In one of my recent doctor’s appointments, mid-flare, I literally said out loud that I thought the flare was my fault because I had worked wonky hours the week before. My calprotectin was over 3000. Logically, I know nothing I did could have caused that, but I cast blame on myself anyway because my treatment had been working, and it came out of nowhere, and I had been drinking more coffee and eating a little worse to make it through a few overnight shifts, so that had to be the cause. In the absence of a wound, of something to point to and stitch up, it’s easy to turn the blame inward. Especially when it comes to autoimmune diseases, where the cause or the triggers are unknown entities, even differing from patient to patient.
I also liked the way she pointed out that the metaphors we use to talk about medicine can shape how we view it.
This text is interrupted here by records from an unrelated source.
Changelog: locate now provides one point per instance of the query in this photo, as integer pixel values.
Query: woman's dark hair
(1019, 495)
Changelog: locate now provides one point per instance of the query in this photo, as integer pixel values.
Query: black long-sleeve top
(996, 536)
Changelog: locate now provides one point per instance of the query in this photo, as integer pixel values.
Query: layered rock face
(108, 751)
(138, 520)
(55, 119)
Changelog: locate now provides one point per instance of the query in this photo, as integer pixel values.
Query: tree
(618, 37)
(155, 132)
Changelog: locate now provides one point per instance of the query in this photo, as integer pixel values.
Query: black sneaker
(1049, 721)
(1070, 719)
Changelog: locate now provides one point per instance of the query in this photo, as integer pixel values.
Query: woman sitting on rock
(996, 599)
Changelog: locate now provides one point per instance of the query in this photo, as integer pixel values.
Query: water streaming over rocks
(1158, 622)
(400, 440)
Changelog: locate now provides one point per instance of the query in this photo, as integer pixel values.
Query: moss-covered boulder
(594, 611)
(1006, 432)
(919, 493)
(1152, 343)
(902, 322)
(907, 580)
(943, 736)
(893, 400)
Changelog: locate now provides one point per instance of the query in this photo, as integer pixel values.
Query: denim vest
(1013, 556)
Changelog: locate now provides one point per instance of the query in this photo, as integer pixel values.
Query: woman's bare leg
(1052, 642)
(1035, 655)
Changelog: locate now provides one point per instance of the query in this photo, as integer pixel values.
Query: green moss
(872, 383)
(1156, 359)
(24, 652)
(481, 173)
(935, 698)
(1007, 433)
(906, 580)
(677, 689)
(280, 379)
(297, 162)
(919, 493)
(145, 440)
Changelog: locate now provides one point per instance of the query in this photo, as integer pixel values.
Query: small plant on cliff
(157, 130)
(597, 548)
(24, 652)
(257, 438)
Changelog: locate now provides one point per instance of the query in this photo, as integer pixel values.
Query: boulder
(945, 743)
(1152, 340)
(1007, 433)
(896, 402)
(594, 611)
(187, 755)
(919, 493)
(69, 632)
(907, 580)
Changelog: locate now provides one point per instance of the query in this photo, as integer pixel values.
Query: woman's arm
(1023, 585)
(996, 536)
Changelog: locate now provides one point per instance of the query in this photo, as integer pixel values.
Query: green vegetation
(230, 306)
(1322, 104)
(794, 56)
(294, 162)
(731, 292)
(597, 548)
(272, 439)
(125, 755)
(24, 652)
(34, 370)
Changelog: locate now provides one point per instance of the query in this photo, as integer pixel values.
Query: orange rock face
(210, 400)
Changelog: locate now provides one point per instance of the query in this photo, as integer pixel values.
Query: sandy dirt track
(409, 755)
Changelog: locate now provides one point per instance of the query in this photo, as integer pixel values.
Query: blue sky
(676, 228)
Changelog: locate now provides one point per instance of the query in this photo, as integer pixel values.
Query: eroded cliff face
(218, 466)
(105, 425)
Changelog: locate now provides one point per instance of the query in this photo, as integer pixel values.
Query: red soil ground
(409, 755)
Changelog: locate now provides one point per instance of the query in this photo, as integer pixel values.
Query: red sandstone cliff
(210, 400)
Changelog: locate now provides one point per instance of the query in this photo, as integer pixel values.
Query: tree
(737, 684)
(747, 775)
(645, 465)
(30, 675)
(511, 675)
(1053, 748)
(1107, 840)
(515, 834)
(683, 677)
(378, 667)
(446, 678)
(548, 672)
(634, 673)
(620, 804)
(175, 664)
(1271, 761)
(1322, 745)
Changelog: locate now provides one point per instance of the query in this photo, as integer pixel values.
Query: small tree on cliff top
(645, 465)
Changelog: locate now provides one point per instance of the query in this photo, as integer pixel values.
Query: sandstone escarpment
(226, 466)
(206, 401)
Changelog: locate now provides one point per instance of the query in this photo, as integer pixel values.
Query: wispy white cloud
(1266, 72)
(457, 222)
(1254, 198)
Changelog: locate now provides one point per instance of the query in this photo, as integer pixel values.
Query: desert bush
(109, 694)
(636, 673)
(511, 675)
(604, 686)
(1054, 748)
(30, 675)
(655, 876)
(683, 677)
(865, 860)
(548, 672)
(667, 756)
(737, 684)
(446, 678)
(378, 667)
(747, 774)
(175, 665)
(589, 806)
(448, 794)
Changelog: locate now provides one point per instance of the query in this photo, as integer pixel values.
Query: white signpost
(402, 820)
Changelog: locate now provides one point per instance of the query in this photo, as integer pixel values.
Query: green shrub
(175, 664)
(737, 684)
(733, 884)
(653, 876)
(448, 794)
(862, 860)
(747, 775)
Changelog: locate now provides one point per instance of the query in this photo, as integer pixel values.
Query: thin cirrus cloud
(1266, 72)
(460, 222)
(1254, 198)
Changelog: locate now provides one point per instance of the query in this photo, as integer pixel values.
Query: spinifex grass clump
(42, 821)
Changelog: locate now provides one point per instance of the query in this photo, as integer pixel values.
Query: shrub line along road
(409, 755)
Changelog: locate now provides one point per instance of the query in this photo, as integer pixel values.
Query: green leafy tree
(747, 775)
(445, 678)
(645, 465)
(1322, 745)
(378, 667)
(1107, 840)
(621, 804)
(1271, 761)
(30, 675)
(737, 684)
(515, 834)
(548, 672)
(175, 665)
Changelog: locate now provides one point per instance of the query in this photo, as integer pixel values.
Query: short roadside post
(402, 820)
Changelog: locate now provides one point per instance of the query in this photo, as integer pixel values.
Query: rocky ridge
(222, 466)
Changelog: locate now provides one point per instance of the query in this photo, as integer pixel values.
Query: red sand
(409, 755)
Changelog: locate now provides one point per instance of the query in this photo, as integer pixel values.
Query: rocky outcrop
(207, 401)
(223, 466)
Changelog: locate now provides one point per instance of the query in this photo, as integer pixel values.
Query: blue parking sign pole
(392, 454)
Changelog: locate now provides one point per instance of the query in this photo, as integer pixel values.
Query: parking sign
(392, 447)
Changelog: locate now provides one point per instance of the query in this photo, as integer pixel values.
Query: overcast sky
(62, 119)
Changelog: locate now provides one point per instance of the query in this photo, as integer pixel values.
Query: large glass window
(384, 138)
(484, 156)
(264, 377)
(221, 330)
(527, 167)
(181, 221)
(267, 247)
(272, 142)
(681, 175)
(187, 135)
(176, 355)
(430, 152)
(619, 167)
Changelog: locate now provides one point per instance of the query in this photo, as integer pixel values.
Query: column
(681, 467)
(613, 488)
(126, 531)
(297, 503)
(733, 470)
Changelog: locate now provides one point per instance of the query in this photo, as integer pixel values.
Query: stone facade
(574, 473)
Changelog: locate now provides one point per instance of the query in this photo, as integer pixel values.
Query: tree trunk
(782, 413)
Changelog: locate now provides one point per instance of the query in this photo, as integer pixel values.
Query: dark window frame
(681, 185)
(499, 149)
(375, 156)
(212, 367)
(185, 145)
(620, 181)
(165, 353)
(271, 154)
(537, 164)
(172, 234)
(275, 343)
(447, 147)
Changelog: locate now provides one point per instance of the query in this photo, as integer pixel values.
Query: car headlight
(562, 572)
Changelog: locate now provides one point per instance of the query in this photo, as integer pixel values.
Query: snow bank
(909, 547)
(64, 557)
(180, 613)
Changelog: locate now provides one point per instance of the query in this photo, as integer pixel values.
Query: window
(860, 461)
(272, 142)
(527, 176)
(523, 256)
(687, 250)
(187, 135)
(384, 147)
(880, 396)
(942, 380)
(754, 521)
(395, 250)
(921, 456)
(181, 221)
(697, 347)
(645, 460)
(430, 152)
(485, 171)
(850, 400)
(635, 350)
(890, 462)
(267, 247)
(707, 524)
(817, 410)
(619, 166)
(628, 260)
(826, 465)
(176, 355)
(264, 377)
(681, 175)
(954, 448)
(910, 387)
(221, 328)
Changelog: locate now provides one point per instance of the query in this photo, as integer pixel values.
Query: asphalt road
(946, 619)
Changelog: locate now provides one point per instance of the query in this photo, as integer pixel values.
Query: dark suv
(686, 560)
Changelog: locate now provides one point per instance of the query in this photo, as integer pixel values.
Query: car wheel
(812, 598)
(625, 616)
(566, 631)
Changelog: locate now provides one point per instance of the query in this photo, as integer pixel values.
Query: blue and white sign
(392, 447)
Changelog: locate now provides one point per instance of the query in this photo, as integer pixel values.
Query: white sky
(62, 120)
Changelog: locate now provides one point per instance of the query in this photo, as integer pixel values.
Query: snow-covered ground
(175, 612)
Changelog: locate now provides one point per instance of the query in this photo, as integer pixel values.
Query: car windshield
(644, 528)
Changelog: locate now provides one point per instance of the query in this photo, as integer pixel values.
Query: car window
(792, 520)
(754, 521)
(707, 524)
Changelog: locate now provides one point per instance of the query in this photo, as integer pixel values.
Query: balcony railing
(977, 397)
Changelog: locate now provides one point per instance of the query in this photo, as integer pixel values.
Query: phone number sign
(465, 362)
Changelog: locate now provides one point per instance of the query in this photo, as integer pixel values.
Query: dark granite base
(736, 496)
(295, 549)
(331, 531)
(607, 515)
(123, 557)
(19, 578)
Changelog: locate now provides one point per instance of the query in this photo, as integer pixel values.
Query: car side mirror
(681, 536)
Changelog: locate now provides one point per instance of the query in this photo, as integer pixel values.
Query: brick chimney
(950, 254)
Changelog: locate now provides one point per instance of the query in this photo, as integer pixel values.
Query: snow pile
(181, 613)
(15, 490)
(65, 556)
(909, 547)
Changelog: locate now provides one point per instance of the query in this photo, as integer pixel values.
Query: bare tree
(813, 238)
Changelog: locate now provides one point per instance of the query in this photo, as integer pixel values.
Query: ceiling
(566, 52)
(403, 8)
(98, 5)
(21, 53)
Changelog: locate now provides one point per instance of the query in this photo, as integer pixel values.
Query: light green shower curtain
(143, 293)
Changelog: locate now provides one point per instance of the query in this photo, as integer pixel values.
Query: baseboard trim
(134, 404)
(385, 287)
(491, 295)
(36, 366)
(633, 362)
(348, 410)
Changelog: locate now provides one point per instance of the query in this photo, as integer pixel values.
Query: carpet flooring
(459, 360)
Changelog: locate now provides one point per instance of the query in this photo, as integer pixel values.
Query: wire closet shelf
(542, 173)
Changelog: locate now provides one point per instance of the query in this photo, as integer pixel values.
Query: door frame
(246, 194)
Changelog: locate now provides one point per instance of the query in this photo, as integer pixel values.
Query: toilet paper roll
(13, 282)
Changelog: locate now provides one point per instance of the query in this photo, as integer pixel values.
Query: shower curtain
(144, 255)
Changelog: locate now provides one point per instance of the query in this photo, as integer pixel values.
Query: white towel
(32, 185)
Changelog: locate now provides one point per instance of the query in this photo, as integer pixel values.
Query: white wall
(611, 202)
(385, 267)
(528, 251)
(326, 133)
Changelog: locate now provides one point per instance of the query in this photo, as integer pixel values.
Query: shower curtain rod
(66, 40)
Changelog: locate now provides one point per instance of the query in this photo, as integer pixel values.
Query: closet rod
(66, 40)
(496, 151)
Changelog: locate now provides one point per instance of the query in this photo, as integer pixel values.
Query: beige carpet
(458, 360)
It’s a small detail, but one I found really interesting to think about. For example, she writes, “if antibodies are soldiers fighting off an incursion of germs, then autoimmune processes become cases of mistaken friendly fire,” so, “we are misled by metaphor into seeing personal significance where there may be merely accident—or, indeed, systemic causes.”
This book is in conversation with many other chronic illness books, too, quoting from and commenting on the literature in the niche field. As someone who studied English in college, I enjoyed the perspectives O’Rourke adds from writers of the past who wrote about their feelings and experiences with illness, which, it turns out, are not so different from the ways I often feel with my illness. It’s a book that makes me want to pick up all of the books that are mentioned in it so I can stay in the conversation, and the sense of connection it formed in me. I have, I admit, always felt great relief that writers of the past have felt and thought the same things I do now, decades or centuries in the future.
O’Rourke wrote this book, “not only to try to explain the experience of being ill to myself, but also to help others confronted with the obstinate reality of a hard-to-identify chronic illness,” and I think she succeeded. While it is a long, sometimes repetitive read that offers no solutions, what it does offer is recognition. Recognition for how hard it is for people with chronic illnesses. How hard it can be for our loved ones. How disilluioning the current medical industry is. How the lessons we learn, the resilience, are things we might have rather not had to learn at all.
I recognized a lot of the feelings O’Rourke writes about, even if our journeys to diagnosis were very different, and I think you will too.